Abstract

The intensity duration frequency (IDF) curves that inform engineering design must reflect the effects of changing climate on extreme precipitation events. These changes can be addressed, in part, by statistically assessing synthetic data/outputs from high-resolution climate model projections to develop IDF curves. The estimation of IDF curves is associated with multiple sources of uncertainty. Most studies that characterize uncertainty in IDF curves under climate change only address the uncertainty due to the choice and processing of climate model outputs, but neglect uncertainty from statistical modeling choices. This study assesses the uncertainty introduced by developing IDF curves for Maryland, USA from model simulations of current and future climate, using statistical methods that are used in U.S. practice. The study analyzes output time series from the North American Regional Climate Change Assessment Program (NARCCAP) suite, which consists of 6 Atmosphere-Ocean General Circulation Models, each spatially downscaled with two different Regional Climate Models.

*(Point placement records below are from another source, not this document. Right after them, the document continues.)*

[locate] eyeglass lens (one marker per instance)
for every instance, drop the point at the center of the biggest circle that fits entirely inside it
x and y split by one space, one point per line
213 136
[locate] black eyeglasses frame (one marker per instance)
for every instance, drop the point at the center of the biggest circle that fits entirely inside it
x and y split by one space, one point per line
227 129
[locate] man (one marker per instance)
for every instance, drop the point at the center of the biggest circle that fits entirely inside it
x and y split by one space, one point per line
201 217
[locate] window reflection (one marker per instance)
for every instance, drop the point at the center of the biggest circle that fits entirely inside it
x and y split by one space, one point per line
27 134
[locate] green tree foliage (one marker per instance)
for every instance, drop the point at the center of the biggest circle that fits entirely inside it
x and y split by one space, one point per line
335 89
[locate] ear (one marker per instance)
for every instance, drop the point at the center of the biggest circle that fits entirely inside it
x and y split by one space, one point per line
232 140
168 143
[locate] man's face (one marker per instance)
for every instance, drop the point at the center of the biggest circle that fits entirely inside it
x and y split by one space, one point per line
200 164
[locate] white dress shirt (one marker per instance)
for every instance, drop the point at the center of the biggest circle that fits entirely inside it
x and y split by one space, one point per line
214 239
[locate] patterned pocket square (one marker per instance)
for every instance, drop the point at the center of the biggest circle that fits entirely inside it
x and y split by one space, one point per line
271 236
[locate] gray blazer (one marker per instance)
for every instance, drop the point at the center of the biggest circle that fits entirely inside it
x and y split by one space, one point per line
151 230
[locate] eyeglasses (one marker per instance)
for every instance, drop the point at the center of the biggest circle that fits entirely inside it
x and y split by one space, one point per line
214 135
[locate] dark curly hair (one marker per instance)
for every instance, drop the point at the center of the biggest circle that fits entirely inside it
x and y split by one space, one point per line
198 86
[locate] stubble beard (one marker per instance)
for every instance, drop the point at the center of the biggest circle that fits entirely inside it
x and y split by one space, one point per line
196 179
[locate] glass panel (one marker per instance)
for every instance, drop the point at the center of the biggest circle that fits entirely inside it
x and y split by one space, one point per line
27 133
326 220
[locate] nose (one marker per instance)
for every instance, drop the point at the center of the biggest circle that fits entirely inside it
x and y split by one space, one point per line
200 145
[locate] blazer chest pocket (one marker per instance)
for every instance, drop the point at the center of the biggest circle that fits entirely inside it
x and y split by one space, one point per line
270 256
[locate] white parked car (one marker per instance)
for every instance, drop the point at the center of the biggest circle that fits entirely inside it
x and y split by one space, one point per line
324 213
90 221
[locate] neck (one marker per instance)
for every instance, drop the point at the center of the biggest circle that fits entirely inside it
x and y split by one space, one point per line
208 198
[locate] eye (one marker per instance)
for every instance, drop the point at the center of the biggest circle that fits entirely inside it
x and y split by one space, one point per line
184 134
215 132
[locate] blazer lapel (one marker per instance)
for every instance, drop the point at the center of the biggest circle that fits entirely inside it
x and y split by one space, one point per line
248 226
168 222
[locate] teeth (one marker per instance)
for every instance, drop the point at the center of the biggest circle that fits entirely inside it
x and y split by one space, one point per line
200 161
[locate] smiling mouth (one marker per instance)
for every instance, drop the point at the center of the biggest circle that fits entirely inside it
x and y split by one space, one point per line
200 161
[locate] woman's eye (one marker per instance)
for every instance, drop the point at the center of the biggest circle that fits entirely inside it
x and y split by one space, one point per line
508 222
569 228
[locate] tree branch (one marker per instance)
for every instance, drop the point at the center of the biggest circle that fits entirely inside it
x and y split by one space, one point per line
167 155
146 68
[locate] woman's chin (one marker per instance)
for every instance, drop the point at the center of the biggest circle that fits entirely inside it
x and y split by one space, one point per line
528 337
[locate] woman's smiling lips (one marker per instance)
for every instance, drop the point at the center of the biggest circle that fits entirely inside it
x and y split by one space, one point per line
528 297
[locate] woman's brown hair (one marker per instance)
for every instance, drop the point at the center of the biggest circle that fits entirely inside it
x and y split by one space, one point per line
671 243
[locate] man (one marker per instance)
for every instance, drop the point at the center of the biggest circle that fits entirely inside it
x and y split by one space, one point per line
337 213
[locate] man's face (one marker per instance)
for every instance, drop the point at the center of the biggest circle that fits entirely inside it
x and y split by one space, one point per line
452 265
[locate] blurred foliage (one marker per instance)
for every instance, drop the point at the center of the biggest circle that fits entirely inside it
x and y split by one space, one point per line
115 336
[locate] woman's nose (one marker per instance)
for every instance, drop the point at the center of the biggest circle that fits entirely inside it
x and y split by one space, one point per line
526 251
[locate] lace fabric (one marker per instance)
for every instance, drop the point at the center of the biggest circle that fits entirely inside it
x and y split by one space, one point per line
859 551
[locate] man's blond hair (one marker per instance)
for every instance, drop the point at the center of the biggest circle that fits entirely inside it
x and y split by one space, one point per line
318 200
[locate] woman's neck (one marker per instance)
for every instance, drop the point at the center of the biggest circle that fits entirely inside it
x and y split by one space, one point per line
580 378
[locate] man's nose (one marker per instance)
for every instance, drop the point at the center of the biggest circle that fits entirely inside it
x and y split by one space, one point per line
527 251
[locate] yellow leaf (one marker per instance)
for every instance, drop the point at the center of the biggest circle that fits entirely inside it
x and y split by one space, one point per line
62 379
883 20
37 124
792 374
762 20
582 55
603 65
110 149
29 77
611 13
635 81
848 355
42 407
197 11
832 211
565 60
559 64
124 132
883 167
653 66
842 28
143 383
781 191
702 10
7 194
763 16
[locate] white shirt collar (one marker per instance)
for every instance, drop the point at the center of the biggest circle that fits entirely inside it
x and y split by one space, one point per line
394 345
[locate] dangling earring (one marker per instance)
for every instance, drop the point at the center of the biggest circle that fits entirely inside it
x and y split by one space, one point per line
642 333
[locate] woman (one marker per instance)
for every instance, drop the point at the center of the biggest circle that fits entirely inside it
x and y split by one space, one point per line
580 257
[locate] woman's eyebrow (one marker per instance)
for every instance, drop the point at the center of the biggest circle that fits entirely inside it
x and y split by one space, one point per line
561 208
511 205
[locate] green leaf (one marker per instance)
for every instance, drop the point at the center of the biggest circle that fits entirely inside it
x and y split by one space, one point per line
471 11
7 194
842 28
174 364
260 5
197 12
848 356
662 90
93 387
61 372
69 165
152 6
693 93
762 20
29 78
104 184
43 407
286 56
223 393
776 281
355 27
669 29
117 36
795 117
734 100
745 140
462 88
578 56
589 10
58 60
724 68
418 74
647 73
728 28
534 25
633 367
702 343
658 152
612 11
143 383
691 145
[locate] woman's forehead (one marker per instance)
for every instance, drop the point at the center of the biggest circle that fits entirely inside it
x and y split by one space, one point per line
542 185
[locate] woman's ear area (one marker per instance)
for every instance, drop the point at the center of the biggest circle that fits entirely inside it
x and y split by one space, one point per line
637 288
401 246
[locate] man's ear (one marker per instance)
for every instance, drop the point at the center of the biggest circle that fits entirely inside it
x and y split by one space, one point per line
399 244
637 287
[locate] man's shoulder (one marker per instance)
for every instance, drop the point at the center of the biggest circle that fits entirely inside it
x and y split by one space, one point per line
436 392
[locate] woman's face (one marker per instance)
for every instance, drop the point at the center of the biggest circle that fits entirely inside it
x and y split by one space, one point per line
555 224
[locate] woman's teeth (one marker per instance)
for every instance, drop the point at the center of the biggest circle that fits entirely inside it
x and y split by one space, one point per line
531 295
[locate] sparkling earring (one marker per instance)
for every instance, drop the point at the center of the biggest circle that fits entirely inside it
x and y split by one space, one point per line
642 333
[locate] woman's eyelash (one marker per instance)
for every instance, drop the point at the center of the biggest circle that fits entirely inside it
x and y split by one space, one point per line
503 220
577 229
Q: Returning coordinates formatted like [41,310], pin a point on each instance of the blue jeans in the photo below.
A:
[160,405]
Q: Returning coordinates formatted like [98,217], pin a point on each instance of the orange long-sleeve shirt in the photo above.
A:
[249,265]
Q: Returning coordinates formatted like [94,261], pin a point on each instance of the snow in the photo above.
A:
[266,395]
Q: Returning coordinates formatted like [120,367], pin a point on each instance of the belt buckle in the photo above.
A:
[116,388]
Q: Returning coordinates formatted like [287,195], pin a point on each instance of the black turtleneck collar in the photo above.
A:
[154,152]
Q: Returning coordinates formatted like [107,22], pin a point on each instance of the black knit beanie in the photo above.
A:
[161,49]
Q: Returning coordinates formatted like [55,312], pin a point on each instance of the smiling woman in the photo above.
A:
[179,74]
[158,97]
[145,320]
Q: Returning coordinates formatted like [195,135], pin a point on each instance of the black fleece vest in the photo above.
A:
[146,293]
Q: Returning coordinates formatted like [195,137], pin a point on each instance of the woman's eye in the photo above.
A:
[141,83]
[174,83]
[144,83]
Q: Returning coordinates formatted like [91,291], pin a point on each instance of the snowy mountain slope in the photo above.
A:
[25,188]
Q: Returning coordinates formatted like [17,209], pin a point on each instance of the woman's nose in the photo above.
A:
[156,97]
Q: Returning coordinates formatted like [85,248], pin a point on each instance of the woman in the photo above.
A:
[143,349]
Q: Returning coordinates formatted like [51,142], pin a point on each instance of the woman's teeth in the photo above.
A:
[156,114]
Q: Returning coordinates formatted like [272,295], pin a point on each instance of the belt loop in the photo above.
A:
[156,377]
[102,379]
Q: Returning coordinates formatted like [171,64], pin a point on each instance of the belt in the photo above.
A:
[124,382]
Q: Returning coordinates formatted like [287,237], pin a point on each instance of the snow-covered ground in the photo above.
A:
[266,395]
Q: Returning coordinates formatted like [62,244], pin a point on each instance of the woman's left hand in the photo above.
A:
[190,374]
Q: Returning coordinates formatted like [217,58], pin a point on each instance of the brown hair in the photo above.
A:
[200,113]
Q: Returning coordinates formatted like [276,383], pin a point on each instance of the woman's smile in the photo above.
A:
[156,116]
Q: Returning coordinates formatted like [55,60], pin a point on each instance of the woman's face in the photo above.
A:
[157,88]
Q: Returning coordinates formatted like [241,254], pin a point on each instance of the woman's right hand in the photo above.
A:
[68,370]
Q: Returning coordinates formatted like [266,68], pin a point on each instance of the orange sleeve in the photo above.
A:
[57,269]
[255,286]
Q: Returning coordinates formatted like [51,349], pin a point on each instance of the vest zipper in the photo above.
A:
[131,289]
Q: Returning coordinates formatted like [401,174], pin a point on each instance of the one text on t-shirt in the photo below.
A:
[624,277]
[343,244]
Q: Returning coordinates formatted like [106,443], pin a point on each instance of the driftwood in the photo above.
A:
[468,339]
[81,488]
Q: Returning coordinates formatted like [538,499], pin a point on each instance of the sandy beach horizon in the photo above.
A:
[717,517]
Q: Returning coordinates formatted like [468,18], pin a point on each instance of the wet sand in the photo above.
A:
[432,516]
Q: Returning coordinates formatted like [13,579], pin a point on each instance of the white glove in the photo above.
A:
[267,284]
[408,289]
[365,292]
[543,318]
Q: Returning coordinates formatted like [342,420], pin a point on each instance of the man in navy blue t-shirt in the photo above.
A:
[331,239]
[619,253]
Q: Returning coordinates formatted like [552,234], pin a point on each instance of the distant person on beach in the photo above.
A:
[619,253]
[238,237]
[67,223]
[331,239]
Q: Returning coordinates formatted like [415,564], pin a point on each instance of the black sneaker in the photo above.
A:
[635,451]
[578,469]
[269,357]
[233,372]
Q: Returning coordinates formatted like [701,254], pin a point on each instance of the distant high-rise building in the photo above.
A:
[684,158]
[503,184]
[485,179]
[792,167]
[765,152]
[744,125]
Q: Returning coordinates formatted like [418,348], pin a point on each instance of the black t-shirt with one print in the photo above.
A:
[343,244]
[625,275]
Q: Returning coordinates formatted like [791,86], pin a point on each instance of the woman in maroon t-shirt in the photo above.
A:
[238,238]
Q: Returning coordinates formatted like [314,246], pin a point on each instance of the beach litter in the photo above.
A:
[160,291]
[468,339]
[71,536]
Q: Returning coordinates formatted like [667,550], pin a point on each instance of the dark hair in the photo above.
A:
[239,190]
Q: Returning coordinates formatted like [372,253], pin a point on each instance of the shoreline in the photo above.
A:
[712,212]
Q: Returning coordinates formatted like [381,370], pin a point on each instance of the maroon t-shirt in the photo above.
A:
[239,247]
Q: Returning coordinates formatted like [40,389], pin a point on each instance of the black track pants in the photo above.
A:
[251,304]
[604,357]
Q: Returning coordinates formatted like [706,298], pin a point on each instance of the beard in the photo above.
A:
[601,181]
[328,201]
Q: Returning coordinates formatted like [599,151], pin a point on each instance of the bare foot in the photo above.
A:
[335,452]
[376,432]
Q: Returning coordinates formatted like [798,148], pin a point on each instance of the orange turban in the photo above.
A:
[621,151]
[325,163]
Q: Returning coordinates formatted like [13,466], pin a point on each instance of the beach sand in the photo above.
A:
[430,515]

In a separate study, the 3-hour NARCCAP model output was temporally downscaled to 15 min using two different machine learning models. Uncertainty is assessed both across and within models. Across-model uncertainty arises from the differences among synthetic time-series for precipitation and other meteorological variables produced by the 12 NARCCAP climate model projections. Within-model uncertainty arises from the modeling choices used to develop statistical IDF curves from a single climate model time series. These choices include: temporal downscaling method, time-series type, distribution, and parameter estimation method. The choice of climate model (across-model uncertainty) is the dominant contributor under both current and future climate conditions. On the within-model level, the other sources of uncertainty contribute differently for different climate models. The development and application of future-climate IDF curves should acknowledge the uncertainty introduced by statistical modeling choices, as well as by variation among climate model projections.